Individuals in general populations contain two functional copies of Neurofibromatosis type 1 (NF1) gene. However, NF1 patients either inherit or acquire one defective NF1 copy during development. Consequently, every cell in NF1 patients only has one functional copy of the NF1 gene. In general, two mechanisms are responsible for NF1-associated lesions. One mechanism involves a genetic process known as loss of heterozygosity (LOH), in which affected cells lose the functional or normal NF1 copy, leading to a complete loss of NF1 function. This mechanism is involved in benign and malignant tumor formation in NF1 patients. Examples of such NF1-associated tumors include neurofibroma and malignant peripheral nerve sheath tumor (MPNST) in the peripheral nervous system. The second mechanism, termed haploinsufficiency -- loss of only one functional copy of NF1 -- leads to disease manifestations. Many of the non-tumor related symptoms including learning disabilities, bone defects, pain, and blood vessel abnormalities are believed to result from haploinsufficiency. In haploinsufficient lesions, it is thought that one functional copy of NF1 gene is not sufficient to perform normal cellular functions. While it is relatively easy to understand that a complete loss of NF1 function leads to disease manifestations, it may seem counterintuitive for the mechanisms underlying NF1 haploinsufficient lesions. Particularly, clinical studies showed that some NF1 patients can live a relatively normal life and that siblings with the same NF1 mutations can have dramatically different disease manifestations. These observations indicate that upon loss of one functional NF1 copy, some cells, but not others, cannot perform normal functions. In other words, NF1 haploinsufficient lesions are context-dependent, influenced by other factors. Thus, one fundamental question in NF1 is to understand the nature of context-dependent NF1 haploinsufficient lesions. Moreover, one potentially effective therapeutic strategy for NF1-haploinsufficient lesions is to increase NF1 protein availability in the affected cells, as they still have one functional copy. However, the mechanisms that control NF1 protein levels remain largely unknown.
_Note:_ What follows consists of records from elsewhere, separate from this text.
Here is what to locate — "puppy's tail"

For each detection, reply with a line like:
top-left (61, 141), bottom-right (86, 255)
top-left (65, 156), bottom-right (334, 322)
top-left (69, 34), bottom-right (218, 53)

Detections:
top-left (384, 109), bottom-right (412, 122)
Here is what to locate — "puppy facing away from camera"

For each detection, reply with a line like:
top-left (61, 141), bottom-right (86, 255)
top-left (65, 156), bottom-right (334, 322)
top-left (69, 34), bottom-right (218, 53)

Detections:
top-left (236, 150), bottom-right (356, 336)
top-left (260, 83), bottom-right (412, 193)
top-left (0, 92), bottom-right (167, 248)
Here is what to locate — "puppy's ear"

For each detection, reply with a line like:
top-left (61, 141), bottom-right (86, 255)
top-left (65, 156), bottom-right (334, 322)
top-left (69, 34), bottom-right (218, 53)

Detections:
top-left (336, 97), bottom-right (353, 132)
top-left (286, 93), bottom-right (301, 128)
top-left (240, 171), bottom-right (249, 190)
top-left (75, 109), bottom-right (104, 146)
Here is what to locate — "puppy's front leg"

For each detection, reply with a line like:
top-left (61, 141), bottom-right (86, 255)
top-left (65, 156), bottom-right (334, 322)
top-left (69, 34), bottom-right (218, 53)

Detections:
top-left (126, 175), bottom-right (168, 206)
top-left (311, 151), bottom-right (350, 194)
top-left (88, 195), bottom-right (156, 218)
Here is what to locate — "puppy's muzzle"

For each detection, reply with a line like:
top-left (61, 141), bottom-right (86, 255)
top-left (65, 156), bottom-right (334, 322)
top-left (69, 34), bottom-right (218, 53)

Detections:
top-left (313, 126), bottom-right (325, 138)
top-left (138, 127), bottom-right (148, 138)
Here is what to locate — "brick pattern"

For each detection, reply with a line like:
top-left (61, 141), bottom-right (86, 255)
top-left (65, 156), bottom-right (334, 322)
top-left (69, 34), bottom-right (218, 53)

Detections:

In our preliminary study, we identified the signals and mechanisms that control degradation (or destruction) of NF1 proteins in cultured cells. Moreover, we identified one specific context in which cells with one functional NF1 copy receive higher growth signals triggering a greater level of degradation of NF1 proteins, which further lowers NF1 protein levels leading to haploinsufficient lesions. In this application, we propose the experiments to extend these important findings from cultured cells to mouse models (going from in vitro to in vivo settings). Furthermore, we will use these findings to attempt to increase NF1 protein levels in cells with one functional NF1 copy and to perform preclinical trials to reverse learning disabilities in Nf1 mouse models. We will use both genetic and pharmacological approaches to increase NF1 protein levels in tissues of the Nf1 mouse models to reverse learning disabilities. The pharmacological agent proposed in the application is currently being tested in clinical trials for treating cancers. Thus, the studies proposed in this application have high potential for clinical applications to treat NF1 haploinsufficient lesions.

In summary, from a basic science point of view, our studies will open a new research area to study what signals regulate NF1 protein degradation and how NF1 proteins are degraded. More importantly, these studies are potentially highly clinically relevant, if they provide insights on the nature of context-dependent NF1 haploinsufficient lesions and the design of novel therapies to treat them. Finally, NF1 haploinsufficient lesions contribute to much of the morbidity and mortality associated with NF1 patients. For example, learning disabilities are found in over 50% of NF1 children, which is the most common complication affecting quality of life in these children. Furthermore, these deficits are stable both across childhood and into adulthood. Moreover, bone dysplasia, pain, and cardiovascular diseases also affect a significant number of NF1 patients. In addition to non-tumor related symptoms, recent studies suggest that NF1 haploinsufficiency also contributes to tumor formation such as neurofibroma and optic glioma. Together, our studies have the potential to benefit a large population of NF1 patients.